Here's a summary of the survery results:
Who took the salary survey?
The majority of survey respondents were
• junior associates (years 1-3)
• in firms 20 attorneys or less
• who had been at the firm for less than two years.
How is salary determined?
78.7% of responders work in small firms where compensation is not lock-step. Interestingly, many did not know what factors were considered in determining compensation but assumed that hours billed, client development, skill and the perception that an attorney will leave were considered. There is a firm in New Jersey that, according to an of-counsel who took the survey, considers “sex appeal” in the compensation determination. If I find out the name, I will be sure to tell you all in case some small-firm hotties want to move to Jersey and make bank.
How much do small-firm attorneys make?
Not enough people in a given geographic location responded for a statistically significant analysis. Here, however, are some general conclusions based on the results:
• Attorneys in Pennsylvania reported base salaries between $77,000 and $130,000. The salaries do not necessarily correspond to class year. For example, a first year and a seventh year in Philadelphia earned $100,000.
• The highest reported salaries for small-firm attorneys came from D.C. The majority of responders reported base salaries between $150,000 and $200,000. The highest salary, $250,000, was earned by an of-counsel who billed 1800 hours.
• Not surprisingly, the small-firm attorneys in New York City reported the highest billable hours.
• The majority of junior associates in Chicago earned less than $100,000. There might be a light at the end of the tunnel for Chicago juniors, however. A fifth year reported a salary of $200,000 for billing 1500 hours. Please e-mail me and let me know where you work (and whether there is need for another mid-level).

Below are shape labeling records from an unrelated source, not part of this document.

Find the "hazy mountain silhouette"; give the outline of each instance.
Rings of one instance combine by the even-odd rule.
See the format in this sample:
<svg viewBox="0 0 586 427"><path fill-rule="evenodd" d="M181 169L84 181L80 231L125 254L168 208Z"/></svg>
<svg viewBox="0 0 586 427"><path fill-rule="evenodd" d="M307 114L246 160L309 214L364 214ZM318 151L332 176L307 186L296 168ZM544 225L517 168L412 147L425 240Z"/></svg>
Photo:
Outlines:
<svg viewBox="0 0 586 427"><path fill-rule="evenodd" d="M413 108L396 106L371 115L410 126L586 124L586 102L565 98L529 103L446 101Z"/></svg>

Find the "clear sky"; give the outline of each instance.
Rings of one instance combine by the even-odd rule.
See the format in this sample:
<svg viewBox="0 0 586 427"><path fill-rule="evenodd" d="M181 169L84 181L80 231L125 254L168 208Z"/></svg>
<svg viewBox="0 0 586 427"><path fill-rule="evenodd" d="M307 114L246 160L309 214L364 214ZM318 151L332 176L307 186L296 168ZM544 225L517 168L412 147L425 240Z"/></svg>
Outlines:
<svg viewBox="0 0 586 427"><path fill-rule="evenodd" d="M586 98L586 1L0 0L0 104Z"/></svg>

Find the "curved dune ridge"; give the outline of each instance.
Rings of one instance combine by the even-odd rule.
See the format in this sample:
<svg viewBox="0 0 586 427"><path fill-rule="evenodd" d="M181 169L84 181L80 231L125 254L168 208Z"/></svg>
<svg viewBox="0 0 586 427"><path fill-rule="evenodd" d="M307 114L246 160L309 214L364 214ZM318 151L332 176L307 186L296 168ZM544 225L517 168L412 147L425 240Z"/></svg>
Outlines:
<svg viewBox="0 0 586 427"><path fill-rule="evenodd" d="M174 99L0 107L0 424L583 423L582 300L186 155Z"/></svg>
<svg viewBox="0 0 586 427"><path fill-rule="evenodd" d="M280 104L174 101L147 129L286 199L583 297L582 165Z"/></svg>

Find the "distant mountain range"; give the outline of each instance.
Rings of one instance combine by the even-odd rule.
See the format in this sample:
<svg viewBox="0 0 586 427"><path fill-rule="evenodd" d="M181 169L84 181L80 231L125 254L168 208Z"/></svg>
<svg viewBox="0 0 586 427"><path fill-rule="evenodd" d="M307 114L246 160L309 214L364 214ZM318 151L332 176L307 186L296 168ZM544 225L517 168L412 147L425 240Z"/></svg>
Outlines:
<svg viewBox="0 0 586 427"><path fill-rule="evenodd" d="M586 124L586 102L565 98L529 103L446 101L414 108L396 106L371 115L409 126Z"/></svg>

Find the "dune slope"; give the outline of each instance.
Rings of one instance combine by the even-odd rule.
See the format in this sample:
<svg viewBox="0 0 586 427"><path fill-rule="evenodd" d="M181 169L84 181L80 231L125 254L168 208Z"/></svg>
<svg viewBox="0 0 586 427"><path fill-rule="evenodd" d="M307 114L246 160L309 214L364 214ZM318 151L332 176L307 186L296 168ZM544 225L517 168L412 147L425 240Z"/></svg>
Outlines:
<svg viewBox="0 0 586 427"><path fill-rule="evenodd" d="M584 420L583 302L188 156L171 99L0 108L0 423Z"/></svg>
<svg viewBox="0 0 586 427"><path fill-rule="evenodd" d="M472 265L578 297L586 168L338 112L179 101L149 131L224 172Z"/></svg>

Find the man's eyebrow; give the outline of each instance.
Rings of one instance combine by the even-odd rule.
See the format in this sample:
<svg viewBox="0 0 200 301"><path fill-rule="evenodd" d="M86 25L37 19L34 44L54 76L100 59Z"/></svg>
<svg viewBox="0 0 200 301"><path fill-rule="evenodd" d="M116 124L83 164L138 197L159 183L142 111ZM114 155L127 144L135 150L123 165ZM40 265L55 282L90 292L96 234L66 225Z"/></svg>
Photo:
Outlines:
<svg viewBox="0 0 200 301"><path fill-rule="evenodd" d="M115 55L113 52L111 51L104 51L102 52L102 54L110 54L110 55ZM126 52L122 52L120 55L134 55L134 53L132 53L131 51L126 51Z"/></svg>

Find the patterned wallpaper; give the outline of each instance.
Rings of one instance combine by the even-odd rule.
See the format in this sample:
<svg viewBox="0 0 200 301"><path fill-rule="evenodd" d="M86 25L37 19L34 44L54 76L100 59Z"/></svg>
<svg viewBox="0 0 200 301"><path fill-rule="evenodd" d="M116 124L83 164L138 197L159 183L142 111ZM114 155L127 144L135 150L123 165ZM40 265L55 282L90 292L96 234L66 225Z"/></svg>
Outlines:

• Associates in Los Angeles (years 1-5) reported salaries of $125,000 and under. Some were quite a bit under – a first year reported a salary of $40,000 and a fourth year of $25,000 (note: get out!).
• Of the ten San Franciscans who responded to the survey, eight make $100,000 or higher.
. . . . .
How much do small-firm associates work?
• It varies, of course, but about half of those surveyed said that their firms do have a minimum billable requirement.
• Of the associates who have billable requirements, the requirement is between 1800 and 2000 hours.
• Associates reported billing hours between 1000 and 3050 per year. The average hours billed was 1836.
. . . .
If there are any take-aways from this survey, they are as follows:
• We need to improve our survey skills;
• Many small-firm associates work hours similar to Biglaw; and
• Small firms need to be more transparent when it comes to compensation and financial information. After all, aren’t small firms supposed to be like families? Functional families are not supposed to keep secrets.